11 de outubro de 2017

MAIS MANUEL BANDEIRA

Nei Duclós

Ainda estou no começo do segundo volume das Crônicas Inéditas de Manuel Bandeira, lançado em 2009 pela Cosac Naify (*), mas não consigo calar-me diante de tantos detalhes importantes nos ensinamentos do Mestre.

Vejam o caso da análise que faz de alguns termos da moda usados pela crítica cinematográfica no início dos anos 1930. Ele aborda a etimologia da palavra sophistication, muito usada nos textos sobre a Sétima Arte como sinônimo de fino, chic. Mas como ela se origina dos sofistas, trata-se de alguém dissimulado, oblíquo, com segundas intenções, que eram como os sofistas, segundo Platão, se comportavam. Sofistas e Platão num artigo sobre crítica de cinema? Pois então. Faz uma ressalva para Greta Garbo, toda envolvida em sofisticações, mas que punha paixão nelas, o que era raro.

É hilário, contundente e revelador o que ele diz sobre o concurso O Mais Belo Conto, promovido pelo Jornal do Brasil para autores de todo o Brasil. O mais belo conto, diz na abertura do texto, é o conto de réis. Naquele tempo, os jurados liam mesmo os concorrentes, não é como acontece muitas vezes hoje, em que os vencedores já foram assinaladas pelos agente literários e as grandes editoras, todos à mercê do braço "cultural" da indústria financeira, tão ciosa em cacifar eventos de lavagem de dinheiro. Há os concursos sérios, como há os safados.

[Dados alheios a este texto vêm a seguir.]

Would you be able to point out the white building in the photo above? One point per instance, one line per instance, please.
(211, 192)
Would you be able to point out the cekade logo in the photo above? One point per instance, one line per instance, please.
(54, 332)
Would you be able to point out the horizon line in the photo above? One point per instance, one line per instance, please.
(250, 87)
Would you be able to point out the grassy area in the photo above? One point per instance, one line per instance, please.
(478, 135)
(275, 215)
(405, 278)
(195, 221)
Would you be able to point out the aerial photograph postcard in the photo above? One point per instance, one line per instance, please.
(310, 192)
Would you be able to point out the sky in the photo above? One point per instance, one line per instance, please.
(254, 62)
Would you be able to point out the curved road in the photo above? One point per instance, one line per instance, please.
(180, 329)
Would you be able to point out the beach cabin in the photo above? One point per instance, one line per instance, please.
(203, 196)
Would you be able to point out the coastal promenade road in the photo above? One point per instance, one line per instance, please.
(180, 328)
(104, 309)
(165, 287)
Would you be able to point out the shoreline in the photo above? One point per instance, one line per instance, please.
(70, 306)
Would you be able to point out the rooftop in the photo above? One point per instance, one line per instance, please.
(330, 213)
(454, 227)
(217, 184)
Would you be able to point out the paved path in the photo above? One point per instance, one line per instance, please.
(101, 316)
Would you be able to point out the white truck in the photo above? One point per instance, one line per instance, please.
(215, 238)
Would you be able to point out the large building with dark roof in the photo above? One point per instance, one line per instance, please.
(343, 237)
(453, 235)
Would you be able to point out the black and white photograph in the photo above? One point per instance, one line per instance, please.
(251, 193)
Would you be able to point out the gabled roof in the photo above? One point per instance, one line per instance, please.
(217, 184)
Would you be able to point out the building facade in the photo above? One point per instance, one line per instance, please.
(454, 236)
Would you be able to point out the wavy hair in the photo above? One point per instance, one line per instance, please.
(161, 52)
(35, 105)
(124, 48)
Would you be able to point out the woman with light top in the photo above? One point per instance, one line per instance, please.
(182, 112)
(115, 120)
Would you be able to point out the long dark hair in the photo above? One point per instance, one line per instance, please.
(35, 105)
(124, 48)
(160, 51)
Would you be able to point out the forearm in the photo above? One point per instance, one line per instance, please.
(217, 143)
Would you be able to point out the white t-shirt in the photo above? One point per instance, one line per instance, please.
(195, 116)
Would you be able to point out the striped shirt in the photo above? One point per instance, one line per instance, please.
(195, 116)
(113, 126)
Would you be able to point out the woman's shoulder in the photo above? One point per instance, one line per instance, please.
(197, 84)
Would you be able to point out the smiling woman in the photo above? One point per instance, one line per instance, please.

Bandeira diz que a pobreza de espírito se manifesta em contos que usam a expressão "de quando em vez" (cuidado com ela, diz). E reproduz, como anedota, o concorrente que conta a história de um sapateiro que levou dois anos para entregar um conserto. Deus levou seis dias para criar o mundo, disse o cliente. "Também faz favor de comparar!" reclamou o profissional do couro.Chegou a ser tentado a premiar o conto, mas aí teria de dar o segundo lugar para o outro que começava assim sua história: "Dealbava". E abria novo parágrafo.

Bandeira diz que a má literatura é mais didática do que a boa. Pois esta leva ao plágio enquanto a ruim mostra como não fazer. Isso serve para os textos sobre literatura. Li num jornal do ramo um artigo que em vez de reescrever os parágrafos, se entregava à redundância mas cuidando para obter sinônimos diversos para o clássico verbo dizer. Opina, acrescenta, comenta,pondera, continua analisa. A redundância continua lá, apesar do esforço de dicionário.

Ao escrever sobre o decreto que transformou Ouro Preto em monumento nacional, Bandeira fala sobre a preservação do passado por meio de políticas públicas, lamentando também, em outro artigo, o que fizeram no Recife e no Rio, esta definida apropriadamente como uma favela de arranha-céus.Diz que o plano de restauração do Rio, criado por Alfred Agache, urbanista de renome internacional, definia algumas linhas mestras para manter a cidade com o charme o carisma do seu passado sem descurar da modernidade, e que nada foi seguido. Se ele visse o que o Brasil se transformou hoje certamente teria um colapso.

Fala também do caso do padre que queria destruir a obra de Aleijadinho por ser inadequada aos sentimentos do bem e da virtude, pois seus personagens tinham a distorção, que Bandeira delimitou como inspirado pelo sofrimento transfigurado junto ao talento do gênio na velhice. Critica os bem intencionados que queriam acabar com as estátuas e defende a criação dos grandes artistas, que fazem o orgulho do Brasil secular.

Ao resenhar a obra de Onestaldo Penafort, diz que esse autor não se trata de um decalcador paciente e frio das formas de sentir do passado, que é o passadismo. Mas põe, "com a ingenuidade dos grandes poetas, o mais vivo de sua sensibilidade de homem moderno". Eis a diferença. Tenho insistido que meus sonetos (sem querer comparar nada) são do século 21 e que homenageiam escolas poéticas abandonadas do passado, usando-as como insumo para novas abordagens.

Muito irônico, Bandeira dá uma estocada em Marques Rebelo, que deveria evitar em seus contos os vícios que aponta em seus pares. E que a revista de Antropofagia não resistiu, como outras do gênero, pois "nem por comer gente se salvou". .

Vou continuar lendo e comentando esse volume de tanta riqueza cultural, cheio de revelações atualíssimas, que nos iluminam agora em que estamos às voltas com problemas ainda piores do que no passado.